Der Fahrrad-Boom in Deutschland hält an: Der Zweirad-Industrie-Verband hat nun spannende Zahlen rund ums Rad für 2020 zusammen gestellt.

Nicht nur große Lücken in den Showrooms der Fahrradhändler im vergangenen Sommer haben es belegt: Radfahren boomt in Deutschland und weltweit. Diese Entwicklung belegen nicht nur die vollen Radwege am Wochenende, sondern objektiv die Marktzahlen der Fahrradbranche aus 2020. Wir geben eine Übersicht über die aktuellen Verkaufs- und Umsatzzahlen und ordnet die Zahlen ein.

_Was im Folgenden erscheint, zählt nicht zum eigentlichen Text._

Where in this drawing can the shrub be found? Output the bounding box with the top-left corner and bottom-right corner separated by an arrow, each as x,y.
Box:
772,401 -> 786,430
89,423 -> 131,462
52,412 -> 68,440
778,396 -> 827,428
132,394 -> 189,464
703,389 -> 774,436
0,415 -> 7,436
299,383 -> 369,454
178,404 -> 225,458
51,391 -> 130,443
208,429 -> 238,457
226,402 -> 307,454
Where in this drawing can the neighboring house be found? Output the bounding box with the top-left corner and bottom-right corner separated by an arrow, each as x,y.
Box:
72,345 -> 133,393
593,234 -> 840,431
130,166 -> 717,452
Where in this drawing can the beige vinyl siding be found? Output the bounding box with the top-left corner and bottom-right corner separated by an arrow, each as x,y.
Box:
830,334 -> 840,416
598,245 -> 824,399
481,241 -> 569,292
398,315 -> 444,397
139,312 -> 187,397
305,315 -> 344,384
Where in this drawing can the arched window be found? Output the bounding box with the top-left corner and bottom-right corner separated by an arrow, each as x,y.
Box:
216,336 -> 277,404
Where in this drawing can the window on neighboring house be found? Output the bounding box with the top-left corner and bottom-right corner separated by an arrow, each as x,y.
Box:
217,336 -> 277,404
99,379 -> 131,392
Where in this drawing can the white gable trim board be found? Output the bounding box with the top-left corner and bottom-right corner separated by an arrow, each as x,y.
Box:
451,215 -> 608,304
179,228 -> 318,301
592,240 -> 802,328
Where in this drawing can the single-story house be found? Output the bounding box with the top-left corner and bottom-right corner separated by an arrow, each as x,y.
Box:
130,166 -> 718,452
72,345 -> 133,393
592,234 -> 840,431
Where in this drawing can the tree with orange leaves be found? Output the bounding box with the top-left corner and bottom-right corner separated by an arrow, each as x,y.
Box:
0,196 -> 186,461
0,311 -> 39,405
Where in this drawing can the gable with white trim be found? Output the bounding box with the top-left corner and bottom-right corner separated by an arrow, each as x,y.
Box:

1) 5,04 Millionen verkaufte Fahrräder

Im Coronajahr galt das Fahrrad als einer der wenigen Gewinner – das unterstreichen die aktuellen Zahlen des Zweirad-Industrie-Verbandes (ZIV). So wurden in Deutschland 2020 5,04 Millionen Fahrräder verkauft und somit deutlich mehr als noch 2019. Der Zuwachs entspricht rund 17 Prozent. „Gefragt waren Räder aus allen Segmenten: vom E‑Bike bis zum Kinderrad, vom City-Rad bis zum Mountainbike. Viele unserer Fachhandelspartner:innen freuten sich im vergangenen Sommer über eine überdurchschnittlich hohe Nachfrage bis hin zu teilweise ausverkauften Lagern“, sagt Jacob von Hacht, Geschäftsführer beim Fahrradhersteller Stevens. Laut Ernst Brust, Geschäftsführer beim ZIV, wird diese Entwicklung weitergehen: „Fahrrad und E‑Bike werden auch in Zukunft an Bedeutung gewinnen. “

2) 1,95 Millionen verkaufte E‑Bikes

Der Boom der Elektroräder ist ungebrochen und hat 2020 mit 1,95 Millionen verkaufter Exemplare ein weiteres Rekordergebnis eingefahren, wie die Zahlen des ZIV zeigen. Bereits 2019 wurden 1,4 Millionen Elektroräder verkauft und somit mehr als Diesel-Pkws. Elektrifiziert werden mittlerweile so gut wie alle Radgattungen. Im Jahr 2020 wurden somit nochmals 43,4 Prozent mehr E‑Bikes verkauft als im Jahr 2019. „Wir rechnen damit, dass in etwa zwei Jahren jedes zweite in Deutschland verkaufte Fahrrad ein E‑Bike sein wird“, prognostiziert Dr. Thomas Leicht, Leiter E‑Bike-Systeme bei Brose. Insgesamt 7,1 Millionen E‑Bikes sind mittlerweile in Deutschland unterwegs.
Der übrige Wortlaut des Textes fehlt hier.